EPiCs-group / obelix

An automated workflow for generation & analysis of bidentate ligand containing complexes
https://epics-group.github.io/obelix/
GNU General Public License v3.0
1 stars 2 forks source link

OBeLiX

logo Open Bidentate Ligand eXplorer (OBeLiX) is a workflow for automated and reproducible TM-based catalyst structure generation and descriptor calculation. It Uses our in-house developed packages MACE and ChemSpaX for bias-free catalyst structure generation. CREST is used for conformer search. Automated descriptor extraction/calculation is done using Morfeus and cclib. The workflow is currently usable for metal-ligand complexes of monodentate and bidentate ligands.

Table of Contents

  1. Installation
  2. Folder structure
  3. Functionalities
  4. Workflow structure
  5. Citation

Installation

After cloning the repository, the conda environment with dependencies can be created from the environment.yml file with conda:

git clone https://github.com/EPiCs-group/obelix
cd obelix
conda env create -f environment.yml

The obelix package can then be installed with pip from setup.py in the obelix folder:

pip install -e .

Folder structure

For each step of the workflow, the results are stored in a separate and predefined folder structure which is as follows:

Workflow/MACE
Workflow/ChemSpaX
Workflow/CREST
Workflow/Descriptors

The output folder structure is a crucial first step in using the workflow, it is recommended to use the following commands to create the folder structure:

from obelix.run_workflow import Workflow # import the workflow class if this you are not running code in run_workflow.py

workflow = Workflow(path_to_workflow = "your/path/to/workflow_results")
workflow.prepare_folder_structure()

This will create a 'Workflow' folder at the indicated path with the necessary subdirectories.

Functionalities

As mentioned, the workflow consists of four modules, each with their own functionality. The modules can be used separately or all at once. First the modules will be explained, then the workflow structrure and examples will be explained.

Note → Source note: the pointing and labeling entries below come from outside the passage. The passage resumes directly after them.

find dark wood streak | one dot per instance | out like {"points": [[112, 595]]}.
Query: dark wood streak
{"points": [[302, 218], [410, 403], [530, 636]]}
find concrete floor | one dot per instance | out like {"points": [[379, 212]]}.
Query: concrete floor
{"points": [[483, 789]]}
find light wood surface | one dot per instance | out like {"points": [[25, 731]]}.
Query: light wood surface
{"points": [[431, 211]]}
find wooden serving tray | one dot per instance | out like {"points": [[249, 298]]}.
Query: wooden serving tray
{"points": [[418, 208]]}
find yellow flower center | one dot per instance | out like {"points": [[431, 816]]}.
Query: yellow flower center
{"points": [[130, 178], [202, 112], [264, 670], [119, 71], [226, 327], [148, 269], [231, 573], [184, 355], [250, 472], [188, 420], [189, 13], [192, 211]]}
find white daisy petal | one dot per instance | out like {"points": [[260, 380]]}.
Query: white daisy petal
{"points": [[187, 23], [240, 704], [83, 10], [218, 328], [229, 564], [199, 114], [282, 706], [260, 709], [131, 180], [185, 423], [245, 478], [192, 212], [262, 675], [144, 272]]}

Structure generation (MACE)

MACE is used to discover configurations for square planar and octahedral metal-ligand complexes. The generated 3D coordinates are optimized at FF level. The ligands and the metal center are given as SMILES and the 'ComplexFromLigands' function from MACE is used to generate the 3D coordinates and possible ligand-metal configurations. Afterwards the configuration with the lowest energy is selected and written to an xyz file. The main functionalities are contained in run_workflow.py.

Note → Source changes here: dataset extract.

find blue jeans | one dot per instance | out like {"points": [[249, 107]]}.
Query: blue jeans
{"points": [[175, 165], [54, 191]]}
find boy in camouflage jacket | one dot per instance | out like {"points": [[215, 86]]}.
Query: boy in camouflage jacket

Chemical space exploration (ChemSpaX)

ChemSpaX is used to create variations of a chemical structure by substituting dummy atoms on a scaffold (skeleton structure) with substituents (functional groups) from a database. The newly placed functional groups are optimized with FF and the resulting structures are stored in a folder. The functional groups to place are given as a string input (name of the group), but in the example below this is contained in an excel file. The main functionalities are contained in run_workflow.py and a customized version of ChemSpaX in install/ChemSpaX.

Conformer search (CREST)

Conformer search is done using CREST. To use this functionality, the user needs to have the CREST binaries downloaded and added to the system's PATH variable. An xTB optimization is done prior to the conformer search. By default the conformer search is performed on all xyz's in the ChemSpaX output folder unless another folder is specified. The main functionalities are contained in run_workflow.py.

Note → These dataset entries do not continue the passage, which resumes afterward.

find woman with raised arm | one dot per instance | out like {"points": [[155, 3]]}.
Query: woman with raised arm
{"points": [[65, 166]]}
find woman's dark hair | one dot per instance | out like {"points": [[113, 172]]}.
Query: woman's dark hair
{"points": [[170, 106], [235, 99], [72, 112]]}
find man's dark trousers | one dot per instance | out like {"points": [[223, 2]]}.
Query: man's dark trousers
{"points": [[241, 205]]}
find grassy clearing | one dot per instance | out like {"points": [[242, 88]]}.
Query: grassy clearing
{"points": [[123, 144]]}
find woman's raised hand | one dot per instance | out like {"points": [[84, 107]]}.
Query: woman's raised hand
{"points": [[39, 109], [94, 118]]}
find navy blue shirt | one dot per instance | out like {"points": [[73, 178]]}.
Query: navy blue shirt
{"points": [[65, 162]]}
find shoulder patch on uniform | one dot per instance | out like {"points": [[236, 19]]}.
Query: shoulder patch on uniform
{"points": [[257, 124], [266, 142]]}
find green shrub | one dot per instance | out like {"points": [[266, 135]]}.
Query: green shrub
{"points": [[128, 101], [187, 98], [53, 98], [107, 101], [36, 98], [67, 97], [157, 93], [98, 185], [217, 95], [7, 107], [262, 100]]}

Descriptor calculation (Morfeus/cclib)

Note: The descriptor calculator is currently only usable on Linux or Mac due to a dependency on xtb-python. The descriptor calculator is an automated method for calculating descriptors from either xyz files, Gaussian log files or CREST output folders. The descriptors are calculated using Morfeus and cclib. The descriptors are calculated for all files in the specified folder. The molecular_graph method will search for donor atoms (P,N or S) around the specified metal center (central atom) and assign numbering (min or max) based on the donor's xTB partial charge. This numbering is then used to calculate steric, electronic and geometric descriptors. The main functionalities are contained in dft_extraction.py (cclib), descriptor_calculator.py (Morfeus/cclib) and run_workflow.py.

Workflow Structure

Using all modules at once

You can run the whole workflow at once, like this:

workflow = Workflow(mace_input = mace_input, chemspax_input = chemspax_input, crest_input = crest_input, path_to_workflow = "your/path/to/workflow_results")
workflow.run_workflow()

The input to the workflow class contains the input to MACE, input to ChemSpax, input to xTB/CREST and the descriptor calculator. The inputs should be given as below (the run_workflow.py file contains examples as well):

from obelix.run_workflow import Workflow
import os
import pandas as pd
import numpy as np

# preparation of input for MACE
ligand_excel_file = os.path.join(os.getcwd(), 'test_mace.xlsx')  # excel file with name of ligands for screening and their SMILES
auxiliary_ligands = ['CC#[N:1]', 'CC#[N:1]']  # list of SMILES of auxiliary ligands (stay constant for all structures)
substrate = ['CC#[N:1]'] ## for octahedral (OH) complexes it is possible to add a substrate (e.g. acetonitrile)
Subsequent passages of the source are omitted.